In article <974@h-sc1.UUCP> shields@h-sc1.UUCP writes:
>The original puzzle: draw random chords of a circle of radius 2r,
>what percentage of them will intersect the concentric circle of
>radius r? (This is how it was posed to us)
>
>> So depending upon which method we choose to generate random chords
>> we get an answer of 1/2, 1/3, or 1/4.  When stating that something
>> is to be chosen at random, it is important to state HOW it is to
>> be chosen at random. 
>> 
>>                                                         Dwight S. Wilson
>
>I stand corrected.
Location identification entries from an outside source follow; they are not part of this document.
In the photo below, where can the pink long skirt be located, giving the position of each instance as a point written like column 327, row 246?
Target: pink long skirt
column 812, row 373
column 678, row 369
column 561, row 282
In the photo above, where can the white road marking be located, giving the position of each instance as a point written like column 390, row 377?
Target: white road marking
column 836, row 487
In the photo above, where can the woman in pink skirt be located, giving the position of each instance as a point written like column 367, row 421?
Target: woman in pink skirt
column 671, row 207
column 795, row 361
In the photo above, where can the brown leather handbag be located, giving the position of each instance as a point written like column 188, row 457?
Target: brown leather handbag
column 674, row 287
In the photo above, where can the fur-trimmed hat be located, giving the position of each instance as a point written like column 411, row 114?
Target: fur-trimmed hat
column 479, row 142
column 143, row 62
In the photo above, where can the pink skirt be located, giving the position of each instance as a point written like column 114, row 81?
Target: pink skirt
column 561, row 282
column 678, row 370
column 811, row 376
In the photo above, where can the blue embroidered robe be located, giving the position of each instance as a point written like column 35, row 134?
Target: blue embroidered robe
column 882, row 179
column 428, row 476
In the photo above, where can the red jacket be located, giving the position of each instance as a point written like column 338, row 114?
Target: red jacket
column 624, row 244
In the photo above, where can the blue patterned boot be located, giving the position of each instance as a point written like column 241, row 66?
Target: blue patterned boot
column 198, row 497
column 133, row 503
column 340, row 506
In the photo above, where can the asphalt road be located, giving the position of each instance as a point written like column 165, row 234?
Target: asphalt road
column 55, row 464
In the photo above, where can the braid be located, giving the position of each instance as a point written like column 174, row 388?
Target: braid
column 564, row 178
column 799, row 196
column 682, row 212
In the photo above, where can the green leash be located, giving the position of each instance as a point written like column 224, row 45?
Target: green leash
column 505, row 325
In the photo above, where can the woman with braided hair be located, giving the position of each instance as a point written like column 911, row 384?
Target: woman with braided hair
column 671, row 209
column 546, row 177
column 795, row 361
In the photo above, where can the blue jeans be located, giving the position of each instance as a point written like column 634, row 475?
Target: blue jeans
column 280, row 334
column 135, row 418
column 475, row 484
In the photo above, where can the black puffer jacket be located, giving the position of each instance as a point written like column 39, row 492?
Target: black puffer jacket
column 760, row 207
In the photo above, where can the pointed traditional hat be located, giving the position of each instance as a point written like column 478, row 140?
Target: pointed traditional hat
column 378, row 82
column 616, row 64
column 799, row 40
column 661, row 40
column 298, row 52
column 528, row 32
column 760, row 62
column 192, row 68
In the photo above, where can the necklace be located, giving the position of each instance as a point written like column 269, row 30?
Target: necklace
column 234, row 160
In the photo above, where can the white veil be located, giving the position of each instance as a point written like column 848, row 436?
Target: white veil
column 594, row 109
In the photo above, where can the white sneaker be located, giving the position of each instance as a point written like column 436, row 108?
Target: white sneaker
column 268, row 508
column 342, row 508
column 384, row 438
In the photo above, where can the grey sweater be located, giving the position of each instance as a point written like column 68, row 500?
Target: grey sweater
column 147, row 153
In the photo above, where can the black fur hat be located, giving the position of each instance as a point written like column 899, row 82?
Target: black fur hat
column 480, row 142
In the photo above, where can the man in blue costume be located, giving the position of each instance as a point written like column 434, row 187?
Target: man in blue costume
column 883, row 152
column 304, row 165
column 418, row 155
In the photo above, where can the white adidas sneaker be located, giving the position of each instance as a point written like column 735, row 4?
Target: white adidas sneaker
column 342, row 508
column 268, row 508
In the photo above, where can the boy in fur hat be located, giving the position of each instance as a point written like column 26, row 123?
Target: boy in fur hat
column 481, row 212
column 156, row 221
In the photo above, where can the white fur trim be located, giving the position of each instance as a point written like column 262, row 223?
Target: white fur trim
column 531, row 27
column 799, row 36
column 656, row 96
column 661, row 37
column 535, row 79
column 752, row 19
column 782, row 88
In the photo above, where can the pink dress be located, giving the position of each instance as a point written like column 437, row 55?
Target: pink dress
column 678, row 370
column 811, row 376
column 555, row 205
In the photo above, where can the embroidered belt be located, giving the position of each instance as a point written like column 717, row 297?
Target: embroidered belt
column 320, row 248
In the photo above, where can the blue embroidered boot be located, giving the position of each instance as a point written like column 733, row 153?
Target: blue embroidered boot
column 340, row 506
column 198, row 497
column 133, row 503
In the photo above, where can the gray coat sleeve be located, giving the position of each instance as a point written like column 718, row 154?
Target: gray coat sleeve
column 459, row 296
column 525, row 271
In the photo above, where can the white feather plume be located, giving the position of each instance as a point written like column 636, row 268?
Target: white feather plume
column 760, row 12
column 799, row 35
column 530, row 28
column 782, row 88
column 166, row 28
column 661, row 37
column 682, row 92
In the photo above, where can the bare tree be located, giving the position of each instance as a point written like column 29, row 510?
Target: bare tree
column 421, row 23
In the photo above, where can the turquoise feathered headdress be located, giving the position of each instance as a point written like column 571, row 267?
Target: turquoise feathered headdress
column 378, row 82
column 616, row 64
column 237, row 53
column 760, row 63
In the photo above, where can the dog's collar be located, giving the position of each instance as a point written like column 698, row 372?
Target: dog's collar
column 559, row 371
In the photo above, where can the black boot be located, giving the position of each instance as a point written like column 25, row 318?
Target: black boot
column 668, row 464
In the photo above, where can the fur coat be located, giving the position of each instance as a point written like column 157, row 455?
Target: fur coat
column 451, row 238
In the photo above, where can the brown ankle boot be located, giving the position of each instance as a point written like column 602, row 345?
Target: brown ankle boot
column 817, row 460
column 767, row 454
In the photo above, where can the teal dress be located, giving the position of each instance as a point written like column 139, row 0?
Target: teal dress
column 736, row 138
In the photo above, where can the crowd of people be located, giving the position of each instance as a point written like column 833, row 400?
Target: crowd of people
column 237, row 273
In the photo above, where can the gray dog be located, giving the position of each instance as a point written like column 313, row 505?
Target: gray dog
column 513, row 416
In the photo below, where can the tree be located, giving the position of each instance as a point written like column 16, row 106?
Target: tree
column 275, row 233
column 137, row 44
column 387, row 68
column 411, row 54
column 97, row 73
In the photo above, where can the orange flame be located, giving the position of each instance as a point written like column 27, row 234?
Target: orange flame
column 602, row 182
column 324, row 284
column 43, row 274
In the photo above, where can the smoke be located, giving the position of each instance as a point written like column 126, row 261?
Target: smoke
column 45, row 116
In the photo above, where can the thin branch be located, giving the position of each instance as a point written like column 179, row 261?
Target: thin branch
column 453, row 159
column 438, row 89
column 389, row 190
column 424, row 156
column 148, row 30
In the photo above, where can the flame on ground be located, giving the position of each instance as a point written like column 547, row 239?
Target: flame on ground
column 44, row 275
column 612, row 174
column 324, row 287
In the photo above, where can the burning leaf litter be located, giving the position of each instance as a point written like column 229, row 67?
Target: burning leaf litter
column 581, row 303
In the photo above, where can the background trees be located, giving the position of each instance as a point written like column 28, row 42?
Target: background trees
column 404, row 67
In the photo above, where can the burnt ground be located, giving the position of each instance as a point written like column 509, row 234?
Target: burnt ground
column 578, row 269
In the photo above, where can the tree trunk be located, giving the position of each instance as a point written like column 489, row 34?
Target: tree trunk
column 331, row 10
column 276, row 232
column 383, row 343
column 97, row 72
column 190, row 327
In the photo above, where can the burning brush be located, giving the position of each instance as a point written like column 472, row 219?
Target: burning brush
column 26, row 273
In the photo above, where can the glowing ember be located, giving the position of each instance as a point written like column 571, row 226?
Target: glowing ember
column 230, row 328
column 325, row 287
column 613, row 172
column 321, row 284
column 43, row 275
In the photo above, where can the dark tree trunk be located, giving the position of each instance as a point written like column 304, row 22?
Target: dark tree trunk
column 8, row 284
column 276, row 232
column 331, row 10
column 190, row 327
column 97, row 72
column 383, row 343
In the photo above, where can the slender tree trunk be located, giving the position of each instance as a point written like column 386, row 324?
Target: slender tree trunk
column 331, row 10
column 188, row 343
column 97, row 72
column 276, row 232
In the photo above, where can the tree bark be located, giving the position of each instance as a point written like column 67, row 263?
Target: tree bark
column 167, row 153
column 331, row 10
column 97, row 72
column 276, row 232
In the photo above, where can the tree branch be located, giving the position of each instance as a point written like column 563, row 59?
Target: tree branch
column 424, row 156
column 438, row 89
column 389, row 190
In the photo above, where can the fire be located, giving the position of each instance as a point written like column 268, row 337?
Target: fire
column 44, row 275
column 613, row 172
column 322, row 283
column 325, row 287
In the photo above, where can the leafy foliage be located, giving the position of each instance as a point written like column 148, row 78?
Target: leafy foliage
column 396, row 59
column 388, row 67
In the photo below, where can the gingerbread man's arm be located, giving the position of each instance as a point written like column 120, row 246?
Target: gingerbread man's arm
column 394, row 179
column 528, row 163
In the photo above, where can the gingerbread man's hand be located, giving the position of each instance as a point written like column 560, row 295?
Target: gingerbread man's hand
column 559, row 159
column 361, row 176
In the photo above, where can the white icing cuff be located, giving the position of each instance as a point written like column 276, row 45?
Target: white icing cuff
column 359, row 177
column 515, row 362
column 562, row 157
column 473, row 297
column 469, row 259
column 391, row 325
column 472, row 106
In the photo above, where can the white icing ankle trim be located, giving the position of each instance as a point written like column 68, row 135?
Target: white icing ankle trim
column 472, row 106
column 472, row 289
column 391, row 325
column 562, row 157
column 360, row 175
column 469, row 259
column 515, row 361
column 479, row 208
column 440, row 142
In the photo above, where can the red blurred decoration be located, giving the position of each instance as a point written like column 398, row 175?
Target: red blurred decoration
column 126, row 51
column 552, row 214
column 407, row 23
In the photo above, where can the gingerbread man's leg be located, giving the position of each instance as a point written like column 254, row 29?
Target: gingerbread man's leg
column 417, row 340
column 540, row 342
The problem was posed to us as intentionally ambiguous,
>but my real question for you puzzlers is to find as many different methods
>of drawing random chords that generate different percentages as you can.
>         						 It would be very
>interesting to see what others can come up with.
>
>                                         - Tom Shields
>                                           Harvard University

The problem is quite uninteresting, unless one assumes that the probabilities
involved are invariant under rotations of the circle (at least).  Even so,
it's easy to construct such distributions of chords which yield any answer
you please, between 0 and 1.

Let a be an angular coordinate on the circle, which we orient.  Then
almost every chord (the diameters excepted) is uniquely determined by, and
uniquely determines, the angle b that it makes with a radius drawn to its 
first endpoint, where b ranges between 0 and pi/2, excluding pi/2.  (To
avoid to much pedantry, I let you define 'first endpoint'.  This is why 
one orients the circle.)

"Drawing random chords" in a way that respects the symmetry of the circle
means choosing a normalized product measure on  [0, 2pi[  x  [0, pi/2[ 
(I'm fudging with the diameters) which is uniformly distributed on the
first parameter.

So choose the uniform measure   da/(2pi)  for the endpoint of the chord, 
and let m be any normalized measure for the angle to the radius.  The
measure  da X m  is normalized and respects the symmetry of the circle.  By
choosing m to have support in [pi/6, pi/2], the answer is 0.  By choosing
m to have support in [0, pi/6] the answer is 1.  A linear combination of
such m's will give any desired answer between 0 and 1.

Either more clarification of this problem needs to be given, or else it 
isn't a problem at all.

				bill huber